Assuming you may not know Chretien’s story, I give it to you here in summary form. Even if you do know it, a refresher might be of help.

He was a Mama’s boy. They lived in the woods together, away from the death-dealing world. His Daddy and his two older brothers were dead. His Mama looked to save him from their fate by keeping him at home. One day, while playing in the woods, he met a band of warriors. From their bearing and their outfits, he thought they were gods. They talked with him a bit and went on. From then on, he wanted to go. He left his Mama, took off, looking back only once to see that she was lying as if dead at the threshold to his new world. 
He had adventures and always won out though he did not know what he was doing, simply following his nose. He seemed to follow two basic rules: treat women well and never back down. He thought sometimes of his Mama but kept on rolling. 

The highlight of his life came but he did not know it. He was the overnight guest of a wounded king in a castle and was served several courses of an excellent meal. At the beginning of each course, a procession moved through the banquet hall, the same file of folk every time. 

A  squire carried a lance with a drop of blood at its tip. The blood dripped on the carrier’s hand. Two young men followed him. Each carried a candelabra.  A beautiful young woman carried a grail which shed a radiant light making the other lights in the hall seem dim and as nothing. A  young woman walking behind the grail carrier held a silver platter. They went each time into another room.

Our hero noticed this of course. How could he not? And yet he always turned his attention back to the delicious food. He thought he would ask questions about it later, especially the question: Whom does the grail serve? The meal was over. He went to bed. He awoke in the morning and no one was there. The place was deserted. He mounted his horse and as he left, the castle disappeared. 

He was told later that if he had asked his question, the castle owner would have been healed of his wound and the land itself would have been brought back from polluted squalor. From then on, his life was one of trying to atone for his mistake. He continued questing for another chance with the castle and the grail.

This portion of the Grail story has five major parts: The Seeker, The Wounded King, The Lance And Its Blood, The Grail With Young Woman, The Hidden One Whom The Grail served. 

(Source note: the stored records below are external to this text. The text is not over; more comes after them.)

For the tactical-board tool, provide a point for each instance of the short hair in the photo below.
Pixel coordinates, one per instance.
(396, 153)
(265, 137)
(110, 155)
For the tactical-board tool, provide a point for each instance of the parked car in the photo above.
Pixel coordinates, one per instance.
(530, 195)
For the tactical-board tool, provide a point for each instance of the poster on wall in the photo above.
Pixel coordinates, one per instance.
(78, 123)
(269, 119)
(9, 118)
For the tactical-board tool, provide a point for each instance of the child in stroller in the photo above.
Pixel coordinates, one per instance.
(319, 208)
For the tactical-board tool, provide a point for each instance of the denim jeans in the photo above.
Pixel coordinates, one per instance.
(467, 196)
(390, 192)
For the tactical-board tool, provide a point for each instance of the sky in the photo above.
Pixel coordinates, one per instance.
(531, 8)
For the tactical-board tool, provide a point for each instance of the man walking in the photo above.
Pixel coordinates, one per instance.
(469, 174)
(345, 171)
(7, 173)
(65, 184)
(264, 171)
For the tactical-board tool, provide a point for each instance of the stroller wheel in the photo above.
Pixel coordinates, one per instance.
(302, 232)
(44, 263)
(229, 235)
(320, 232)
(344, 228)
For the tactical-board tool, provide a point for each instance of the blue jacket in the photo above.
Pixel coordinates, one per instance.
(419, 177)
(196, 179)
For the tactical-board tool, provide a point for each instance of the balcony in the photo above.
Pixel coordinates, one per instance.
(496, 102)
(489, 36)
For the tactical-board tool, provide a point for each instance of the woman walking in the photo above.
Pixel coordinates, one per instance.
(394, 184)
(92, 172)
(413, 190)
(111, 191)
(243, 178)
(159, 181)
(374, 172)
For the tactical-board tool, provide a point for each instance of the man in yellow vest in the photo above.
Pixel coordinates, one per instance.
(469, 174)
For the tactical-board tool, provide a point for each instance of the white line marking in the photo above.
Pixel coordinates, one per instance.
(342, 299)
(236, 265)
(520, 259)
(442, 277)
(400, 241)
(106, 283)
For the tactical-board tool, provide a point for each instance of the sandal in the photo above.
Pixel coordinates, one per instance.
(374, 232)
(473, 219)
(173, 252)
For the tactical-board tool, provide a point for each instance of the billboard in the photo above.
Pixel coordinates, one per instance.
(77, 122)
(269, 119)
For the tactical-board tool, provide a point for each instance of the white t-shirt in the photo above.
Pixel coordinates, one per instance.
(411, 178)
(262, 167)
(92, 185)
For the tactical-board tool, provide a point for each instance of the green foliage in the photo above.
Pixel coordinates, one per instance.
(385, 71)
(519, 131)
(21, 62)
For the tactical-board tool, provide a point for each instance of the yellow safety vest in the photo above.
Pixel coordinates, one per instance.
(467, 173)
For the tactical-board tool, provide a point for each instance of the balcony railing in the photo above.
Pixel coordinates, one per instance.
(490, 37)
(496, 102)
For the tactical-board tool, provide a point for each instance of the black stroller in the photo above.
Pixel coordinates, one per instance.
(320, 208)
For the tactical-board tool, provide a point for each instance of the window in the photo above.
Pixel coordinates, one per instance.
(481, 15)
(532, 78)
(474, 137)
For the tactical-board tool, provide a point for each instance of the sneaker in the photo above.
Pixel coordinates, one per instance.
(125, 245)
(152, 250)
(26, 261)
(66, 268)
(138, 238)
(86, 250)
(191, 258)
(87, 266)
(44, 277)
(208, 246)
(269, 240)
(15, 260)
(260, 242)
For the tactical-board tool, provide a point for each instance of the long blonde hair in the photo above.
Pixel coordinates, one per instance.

As you float within the story capsule, these five entities work upon you, transform your consciousness, your being. You may more easily identify with one more than another. Rest assured, they are all you.

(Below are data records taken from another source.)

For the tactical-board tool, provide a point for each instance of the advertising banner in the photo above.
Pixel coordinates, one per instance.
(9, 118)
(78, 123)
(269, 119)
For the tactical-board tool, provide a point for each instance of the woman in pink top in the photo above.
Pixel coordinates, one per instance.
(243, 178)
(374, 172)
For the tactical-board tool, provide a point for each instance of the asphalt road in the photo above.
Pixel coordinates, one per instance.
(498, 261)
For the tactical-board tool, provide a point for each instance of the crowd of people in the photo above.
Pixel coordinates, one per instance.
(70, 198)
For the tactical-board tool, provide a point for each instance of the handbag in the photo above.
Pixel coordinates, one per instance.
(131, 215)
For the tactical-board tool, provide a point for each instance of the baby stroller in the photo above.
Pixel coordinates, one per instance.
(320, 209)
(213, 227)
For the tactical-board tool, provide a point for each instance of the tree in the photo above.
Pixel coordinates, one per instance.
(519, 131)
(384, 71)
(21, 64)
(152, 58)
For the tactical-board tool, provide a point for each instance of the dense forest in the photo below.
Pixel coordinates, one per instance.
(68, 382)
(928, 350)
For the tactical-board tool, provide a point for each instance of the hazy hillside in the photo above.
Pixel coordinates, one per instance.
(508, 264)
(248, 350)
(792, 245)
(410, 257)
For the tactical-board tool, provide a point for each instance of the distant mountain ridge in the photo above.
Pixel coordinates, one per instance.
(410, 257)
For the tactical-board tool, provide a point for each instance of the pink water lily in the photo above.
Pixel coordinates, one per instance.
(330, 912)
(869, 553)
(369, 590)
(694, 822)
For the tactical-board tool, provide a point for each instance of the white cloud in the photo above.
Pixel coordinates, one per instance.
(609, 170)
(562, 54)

U of G Course 101: The Story of the Holy Grail -- Lecture 1

The original Grail story was written by Chretien de Troyes in the late 12th century. He never finished it (he died in 1191). In the story, Perceval, a young inexperienced knight out on his sojourn, stumbles into an invited entry into an enchanted castle. He is welcomed to a sumptuous meal of many courses by the wounded Fisher King. Between each course a strange procession passes through the dining hall and goes into an adjacent room. Perceval notices but says nothing. The Grail is the highlight of the procession.

No Christian symbology is presented by Chretien in this original description of the Grail procession. He adds it later in the story after Perceval meets a Christian hermit who retells the story according to his own world view.  So it has been ever since, from Wolfram von Eschenbach to Monty Python. I will be no different.

My world view shines out from what has been termed “cosmic consciousness,” a consciousness that does not adhere to any fixed dogmatic standard, a consciousness that knows no bounds, where “God is a circle with no circumference whose center is everywhere,” a consciousness that continues unfolding out of this eternal now.


[END NOTE -- Studying the original Grail story off and on during the night and seeing that it has no Christian or Celtic or Pagan or other popular point of view allusions. These are all added in later by those with such viewpoints. The original Grail story is like a Rorschach test in which viewers reveal their own psychological frame.]